愛罪



 その神妙な面持ちは、何を物語っているのだろう。

 彼女の全てを疑ってしまう今の僕には、何が本当で何が偽りかなんて判断は下せなかった。



「あたしが殺したのよ」



 何を紡ぐのかと思えば、サーモンピンクをした形の良い唇は僕の瞳にスローモーションで映った。

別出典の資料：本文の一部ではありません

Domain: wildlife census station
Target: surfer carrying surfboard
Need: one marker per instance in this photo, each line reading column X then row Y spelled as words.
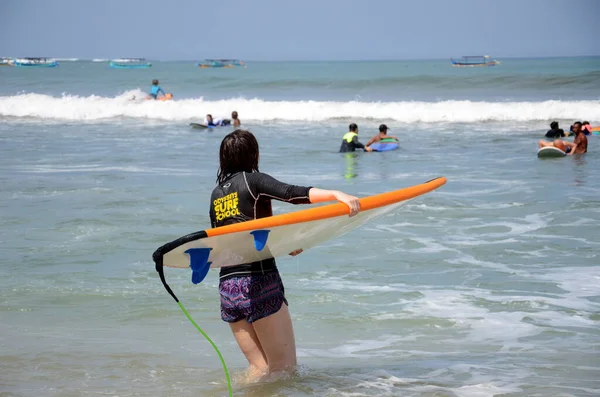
column 579, row 145
column 252, row 294
column 209, row 122
column 350, row 141
column 382, row 135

 言葉の意味を理解して眉根を薄く浮かびあがらせた僕を見て、真依子は薄笑う。



「…って言えばあなたは楽になれるんでしょう」

「その冗談、笑えない」



 僕の氷のように冷たい表情を見て、真依子は口許だけで笑んでゆるく頷く。



「そうよね、悪かったわ。ただ、あたしは何も知らない。これは冗談なんかじゃないわ、事実よ」

「…なら、どうして黙って出てったの。真依子が出ていくとき、母親は顔を出した?」

「…いいえ、出してないわ。黙って出ていったのは、ほんの気まぐれよ。そらが気持ちよさそうに寝ていたから、起こさない方がいいかと思って」



 瑠海の小さな指が紡ぐ、短音たち。

 それらが響いては消えていく中、真依子の態度に僕が探りを入れるような会話は、彼女の動作によりぴたりと途切れた。



 真依子はバッグから出した携帯の着信を確認すふと、「ごめんなさい、急用よ」と言い残して瑠海に別れも告げず僕の家をあとにした。